From the perspective of the industry's fundamentals, the military industry sector achieved revenue of 199.137 billion yuan in the first half of 2022, an increase of 12.86%year -on -year; the net profit attributable to the mother was 16.834 billion yuan, an increase of 16.28%year -on -year, and the growth rate ranked seventh. Looking at it later, on the one hand in the third quarter, there will be a shortage of the second quarter, and on the other hand, there may be advanced workers in the fourth quarter. It is expected that in the third quarter, it will become a big season for the fundamentals of military industry. Interested friends can look back at "Ai Xiaojun: The Great Season of the Fundamentals of Military Workers in the Third quarter", "Ai Xiaojun+Zhang Chao: Bounce the Pioneer Army? Interpretation of investment opportunities in the military industry ". Subsequent attention can continue to pay attention to the military industry ETF (512660).
On September 13, the strong breeding sector was adjusted on September 14, and the breeding ETF (159865) fell 1.71%. From a fundamental perspective, the fundamentals of the breeding sector improvement are relatively strong.

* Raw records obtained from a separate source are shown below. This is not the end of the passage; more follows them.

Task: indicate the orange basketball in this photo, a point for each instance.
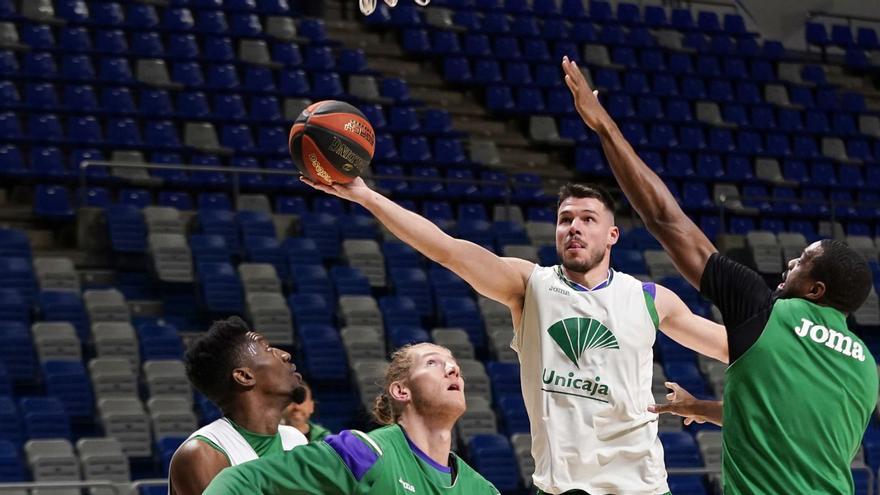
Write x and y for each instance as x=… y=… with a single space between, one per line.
x=331 y=141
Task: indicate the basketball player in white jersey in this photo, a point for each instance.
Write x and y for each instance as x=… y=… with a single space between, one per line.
x=584 y=336
x=251 y=382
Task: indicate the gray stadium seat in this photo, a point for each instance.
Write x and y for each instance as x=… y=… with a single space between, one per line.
x=259 y=277
x=56 y=341
x=171 y=417
x=869 y=125
x=475 y=378
x=40 y=11
x=440 y=18
x=154 y=72
x=768 y=169
x=360 y=310
x=103 y=459
x=9 y=39
x=106 y=305
x=508 y=213
x=56 y=273
x=52 y=460
x=777 y=94
x=256 y=52
x=541 y=233
x=454 y=339
x=365 y=255
x=281 y=28
x=113 y=376
x=203 y=137
x=172 y=257
x=365 y=87
x=671 y=40
x=835 y=149
x=163 y=220
x=167 y=377
x=126 y=420
x=254 y=202
x=529 y=253
x=790 y=72
x=543 y=129
x=116 y=339
x=597 y=55
x=485 y=152
x=765 y=250
x=268 y=311
x=363 y=343
x=708 y=112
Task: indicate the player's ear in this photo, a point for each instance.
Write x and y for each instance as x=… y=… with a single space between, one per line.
x=244 y=377
x=399 y=392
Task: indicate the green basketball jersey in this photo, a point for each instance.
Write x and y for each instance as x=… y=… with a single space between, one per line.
x=350 y=463
x=796 y=404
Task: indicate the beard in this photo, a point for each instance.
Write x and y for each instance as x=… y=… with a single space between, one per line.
x=435 y=406
x=581 y=266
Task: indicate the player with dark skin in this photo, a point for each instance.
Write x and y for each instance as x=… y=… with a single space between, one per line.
x=259 y=385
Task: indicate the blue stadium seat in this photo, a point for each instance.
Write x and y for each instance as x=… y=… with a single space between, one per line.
x=311 y=309
x=402 y=335
x=322 y=352
x=17 y=354
x=69 y=382
x=680 y=449
x=45 y=417
x=53 y=202
x=12 y=468
x=493 y=457
x=221 y=288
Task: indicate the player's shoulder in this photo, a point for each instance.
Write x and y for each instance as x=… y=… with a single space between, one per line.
x=471 y=481
x=358 y=451
x=198 y=450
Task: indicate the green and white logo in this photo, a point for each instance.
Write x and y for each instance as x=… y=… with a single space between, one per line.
x=574 y=335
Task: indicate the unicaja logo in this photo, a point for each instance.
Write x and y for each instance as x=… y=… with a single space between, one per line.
x=832 y=339
x=575 y=335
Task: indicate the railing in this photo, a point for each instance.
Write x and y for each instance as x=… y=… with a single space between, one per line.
x=830 y=203
x=114 y=487
x=121 y=488
x=849 y=18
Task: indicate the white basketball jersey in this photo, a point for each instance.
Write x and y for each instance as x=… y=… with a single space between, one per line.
x=237 y=449
x=586 y=366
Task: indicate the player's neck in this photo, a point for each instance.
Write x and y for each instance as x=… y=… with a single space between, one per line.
x=591 y=278
x=256 y=416
x=434 y=439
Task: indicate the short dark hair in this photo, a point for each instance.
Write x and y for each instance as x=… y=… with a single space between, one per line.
x=576 y=190
x=212 y=356
x=844 y=272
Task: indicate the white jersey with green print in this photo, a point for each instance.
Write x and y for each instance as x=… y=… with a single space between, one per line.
x=586 y=363
x=241 y=446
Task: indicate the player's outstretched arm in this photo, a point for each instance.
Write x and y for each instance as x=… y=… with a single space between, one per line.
x=501 y=279
x=193 y=466
x=686 y=244
x=690 y=330
x=682 y=403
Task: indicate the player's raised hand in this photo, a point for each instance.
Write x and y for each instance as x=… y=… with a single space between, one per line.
x=681 y=403
x=356 y=191
x=586 y=99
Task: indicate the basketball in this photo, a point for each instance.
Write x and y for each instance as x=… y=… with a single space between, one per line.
x=332 y=142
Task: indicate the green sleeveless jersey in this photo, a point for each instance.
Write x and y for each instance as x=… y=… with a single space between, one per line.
x=350 y=463
x=797 y=403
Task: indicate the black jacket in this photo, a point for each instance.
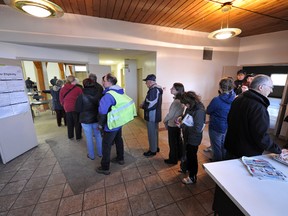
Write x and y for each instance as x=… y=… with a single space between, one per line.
x=248 y=123
x=193 y=135
x=87 y=105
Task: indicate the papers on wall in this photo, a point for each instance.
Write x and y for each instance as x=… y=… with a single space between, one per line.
x=262 y=169
x=13 y=98
x=282 y=158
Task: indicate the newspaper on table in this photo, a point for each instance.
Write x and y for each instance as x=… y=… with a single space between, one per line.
x=262 y=169
x=282 y=158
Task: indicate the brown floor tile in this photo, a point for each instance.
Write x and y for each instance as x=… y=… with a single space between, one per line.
x=119 y=208
x=113 y=179
x=94 y=199
x=141 y=204
x=42 y=171
x=52 y=193
x=152 y=182
x=161 y=197
x=7 y=201
x=22 y=175
x=47 y=161
x=101 y=210
x=56 y=169
x=27 y=198
x=179 y=191
x=36 y=183
x=6 y=176
x=147 y=170
x=191 y=206
x=170 y=210
x=67 y=191
x=115 y=193
x=21 y=211
x=55 y=179
x=130 y=174
x=206 y=200
x=70 y=205
x=135 y=187
x=13 y=188
x=47 y=209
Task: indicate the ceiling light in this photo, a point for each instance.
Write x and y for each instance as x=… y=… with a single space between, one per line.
x=225 y=33
x=38 y=8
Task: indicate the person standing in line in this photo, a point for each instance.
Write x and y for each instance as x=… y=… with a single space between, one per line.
x=192 y=124
x=68 y=96
x=248 y=121
x=115 y=110
x=238 y=83
x=218 y=110
x=87 y=105
x=58 y=108
x=98 y=87
x=152 y=113
x=176 y=109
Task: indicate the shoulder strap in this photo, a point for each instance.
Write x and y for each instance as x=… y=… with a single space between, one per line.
x=69 y=91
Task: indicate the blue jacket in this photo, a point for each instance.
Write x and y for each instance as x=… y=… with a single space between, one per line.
x=105 y=106
x=218 y=110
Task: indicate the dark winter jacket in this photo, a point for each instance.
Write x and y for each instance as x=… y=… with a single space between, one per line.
x=152 y=104
x=218 y=110
x=248 y=123
x=106 y=102
x=87 y=105
x=55 y=97
x=193 y=135
x=70 y=99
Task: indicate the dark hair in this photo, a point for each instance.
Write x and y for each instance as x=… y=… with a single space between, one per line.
x=88 y=83
x=179 y=87
x=226 y=84
x=190 y=98
x=93 y=77
x=241 y=71
x=110 y=78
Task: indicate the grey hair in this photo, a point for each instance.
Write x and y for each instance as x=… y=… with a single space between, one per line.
x=259 y=80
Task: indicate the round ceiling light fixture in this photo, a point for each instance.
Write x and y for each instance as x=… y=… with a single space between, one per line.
x=38 y=8
x=224 y=33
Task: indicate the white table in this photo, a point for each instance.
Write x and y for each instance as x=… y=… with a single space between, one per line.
x=252 y=196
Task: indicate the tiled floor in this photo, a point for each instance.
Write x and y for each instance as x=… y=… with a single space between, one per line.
x=34 y=184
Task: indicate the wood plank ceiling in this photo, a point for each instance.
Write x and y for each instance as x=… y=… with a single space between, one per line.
x=252 y=16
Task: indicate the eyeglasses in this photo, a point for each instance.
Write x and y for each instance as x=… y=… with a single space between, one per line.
x=271 y=87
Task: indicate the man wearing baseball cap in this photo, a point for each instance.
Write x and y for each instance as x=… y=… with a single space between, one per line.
x=152 y=113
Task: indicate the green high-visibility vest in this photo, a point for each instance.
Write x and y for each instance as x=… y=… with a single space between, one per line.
x=122 y=112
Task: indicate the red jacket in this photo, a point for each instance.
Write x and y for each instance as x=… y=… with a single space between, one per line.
x=70 y=99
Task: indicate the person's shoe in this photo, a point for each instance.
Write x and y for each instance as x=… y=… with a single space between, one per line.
x=189 y=180
x=90 y=157
x=168 y=161
x=208 y=149
x=149 y=154
x=102 y=171
x=116 y=160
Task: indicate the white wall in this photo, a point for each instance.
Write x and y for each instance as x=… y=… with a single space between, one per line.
x=265 y=49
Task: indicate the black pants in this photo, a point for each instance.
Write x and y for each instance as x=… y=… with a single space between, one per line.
x=72 y=119
x=107 y=141
x=192 y=161
x=175 y=143
x=59 y=115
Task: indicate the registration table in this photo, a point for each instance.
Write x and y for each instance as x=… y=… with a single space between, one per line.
x=251 y=195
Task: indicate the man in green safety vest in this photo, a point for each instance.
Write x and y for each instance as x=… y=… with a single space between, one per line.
x=115 y=110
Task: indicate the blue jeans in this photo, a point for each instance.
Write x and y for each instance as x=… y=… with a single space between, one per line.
x=89 y=129
x=217 y=143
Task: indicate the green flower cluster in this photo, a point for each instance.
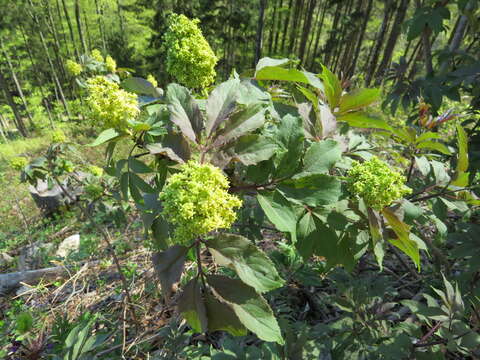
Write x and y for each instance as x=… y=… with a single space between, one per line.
x=376 y=183
x=18 y=163
x=196 y=201
x=97 y=55
x=110 y=64
x=93 y=191
x=152 y=80
x=73 y=68
x=190 y=58
x=111 y=106
x=95 y=170
x=58 y=136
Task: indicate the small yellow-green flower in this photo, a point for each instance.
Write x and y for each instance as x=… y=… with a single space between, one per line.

The supply side, whether it is to remove the sows from the capable sows, the sow ingredients are downward, and the supply of pigs in the fourth quarter is less than the third quarter. The supply in the first quarter of next year continues to decrease from this year. It is still a high probability event. In addition, sow prices are stable, and the relatively stagnation price of pigs and pigs is relatively stagnant than the prices of fat pigs. The demand side, as the peak consumption season is approaching at the end of the year, according to the expansion of the season -by -quarter supply and demand gap, the fundamentals of the subsequent breeding industry will maintain a pattern of tightening demand.
Therefore, from this perspective, if you adjust it, you can actively lay out ETFs (159865). (For details of "Liang Xing: Detailed Explanation of Investment Opportunities for Medicine and Breeding Industry").